The tonic that industry participants have been drinking to make us feel better about the state of the market in 2008 and to differentiate this downturn from prior real estate recessions goes something like this: "This time around the market fundamentals are better." While this may be true at present, it hinges largely upon the severity of the broader economic recession. Office vacancy rates are closer to 15 percent than 10 percent across most major markets and job losses are hitting levels not seen in 25-plus years. The retail sector faces what many perceive as a do-or-die holiday shopping season after which others will surely go the way of Mervyn's, Linens N Things and Circuit City. The apartment sector faces the challenge of rental competition from over-built condos and foreclosed homes in many markets and will have to deal with the eventual downsizing of Freddie's and Fannie's loan portfolios. While, unlike the early '90's, the supply side today remains governed by the lack of available capital for new construction, this could prove to be a demand-side recession if the consumer finally deleverages along with the rest of the market.

CPN: Where is the market is headed in 2009?

Brunswick: We believe things could get worse before they get better. The loose lending practices of the past several years will trickle through the lenders' balance sheets where they've already been marked to market, creating the current liquidity crisis, to the actual borrower-lender transaction. As more and more of those two and three-year loans face maturity or earlier capital events, expect defaults to rise sharply. Goldman Sachs estimates that this default rate could spike from sub-1 percent to over 5 percent, with most of these losses occurring in 2010 and beyond. This could create, in effect, a second wave of the commercial real estate liquidity crisis--realized losses following on the heels of unrealized right-downs.

Similarly, sales volumes will probably rebound somewhat over the next 12-24 months. However, this will probably be primarily the result of distressed selling to avoid foreclosure and salvage some equity and/or REO sales.

As with the loans that underlie these properties, we expect 2009 to tell a story of realization of prior unrealized losses. Here, as well, there's a panacea in "prevailing wisdom." The prevailing wisdom had been that there's plenty of equity capital in private hands waiting on the sidelines which will flood in once prices drop and yields increase enough to compensate for market risk.

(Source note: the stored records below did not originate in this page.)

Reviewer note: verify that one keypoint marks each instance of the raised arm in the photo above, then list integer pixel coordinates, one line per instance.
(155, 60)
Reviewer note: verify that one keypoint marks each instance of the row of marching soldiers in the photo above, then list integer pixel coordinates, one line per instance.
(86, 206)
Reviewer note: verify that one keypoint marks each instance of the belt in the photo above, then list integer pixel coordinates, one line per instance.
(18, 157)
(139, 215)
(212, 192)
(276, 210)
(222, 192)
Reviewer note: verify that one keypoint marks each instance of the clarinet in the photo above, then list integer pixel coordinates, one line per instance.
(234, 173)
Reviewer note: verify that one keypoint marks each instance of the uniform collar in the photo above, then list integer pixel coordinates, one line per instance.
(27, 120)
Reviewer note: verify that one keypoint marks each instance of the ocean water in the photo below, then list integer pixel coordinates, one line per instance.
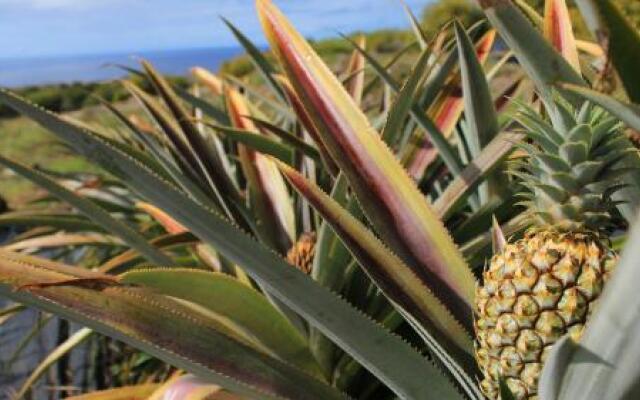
(91, 68)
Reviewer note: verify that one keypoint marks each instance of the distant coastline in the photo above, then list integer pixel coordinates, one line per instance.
(20, 72)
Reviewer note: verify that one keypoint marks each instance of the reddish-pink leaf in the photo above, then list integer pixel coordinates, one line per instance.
(558, 30)
(389, 197)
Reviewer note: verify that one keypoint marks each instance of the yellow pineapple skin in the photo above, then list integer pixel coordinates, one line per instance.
(535, 291)
(302, 252)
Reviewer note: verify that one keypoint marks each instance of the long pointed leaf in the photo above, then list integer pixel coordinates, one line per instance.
(397, 280)
(268, 193)
(229, 298)
(618, 37)
(163, 328)
(400, 367)
(388, 196)
(559, 31)
(544, 65)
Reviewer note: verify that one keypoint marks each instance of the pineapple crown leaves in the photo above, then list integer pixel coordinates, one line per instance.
(572, 166)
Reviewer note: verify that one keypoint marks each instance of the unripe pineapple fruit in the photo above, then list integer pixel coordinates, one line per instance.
(302, 252)
(546, 284)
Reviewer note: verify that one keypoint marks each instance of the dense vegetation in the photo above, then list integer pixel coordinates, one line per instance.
(74, 96)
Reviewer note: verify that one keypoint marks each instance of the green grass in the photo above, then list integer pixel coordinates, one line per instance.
(22, 139)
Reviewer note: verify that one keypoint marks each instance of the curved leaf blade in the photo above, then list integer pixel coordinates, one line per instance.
(558, 31)
(388, 196)
(152, 323)
(399, 366)
(397, 280)
(231, 299)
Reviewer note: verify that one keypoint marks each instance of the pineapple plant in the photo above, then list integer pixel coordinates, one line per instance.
(302, 252)
(400, 202)
(547, 284)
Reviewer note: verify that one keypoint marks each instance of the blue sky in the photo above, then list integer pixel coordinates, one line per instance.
(31, 28)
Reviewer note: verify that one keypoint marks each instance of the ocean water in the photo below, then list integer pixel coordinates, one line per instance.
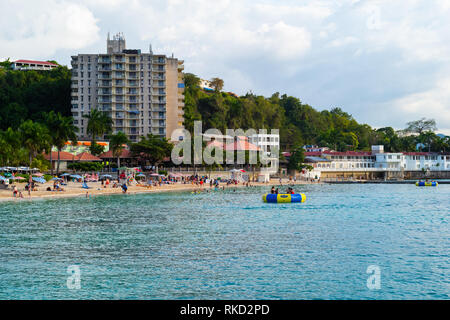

This appears increasingly less likely as many investors, particularly public pension plans, are reining in real estate allocations now that they're overweighted in real estate due to the so-called "denominator effect" which has arisen from their stock market portfolios deteriorating. Ironically, if real estate were marked to its true market value and revalued daily, as the stock market is, versus quarterly or semi-annually, this denominator effect would be less pronounced. Nonetheless, we're stuck with it as it is. This phenomenon could result in the market bottom being lower and/or less abrupt than previously thought. Instead of bouncing off the floor in 2009, as some predicted recently, we feel that a continued slide followed by a prolonged recovery is more likely, the government's efforts with TARP notwithstanding.

As a firm with capital to inject into an illiquid market, we're excited about opportunities to buy assets at reduced prices. With fewer players in the mix, we're able to originate debt and preferred equity investments with 25-30 percent equity subordination and garner very attractive risk adjusted returns. Similarly, we're pursuing opportunistic purchases of discounted debt and looking at properties which are trading at distressed prices. We believe that investment opportunities in 2009-2010 will be similar to the early 1990's when firms like Colony Capital and JE Robert realized fantastic returns in profiting from the duress in the markets.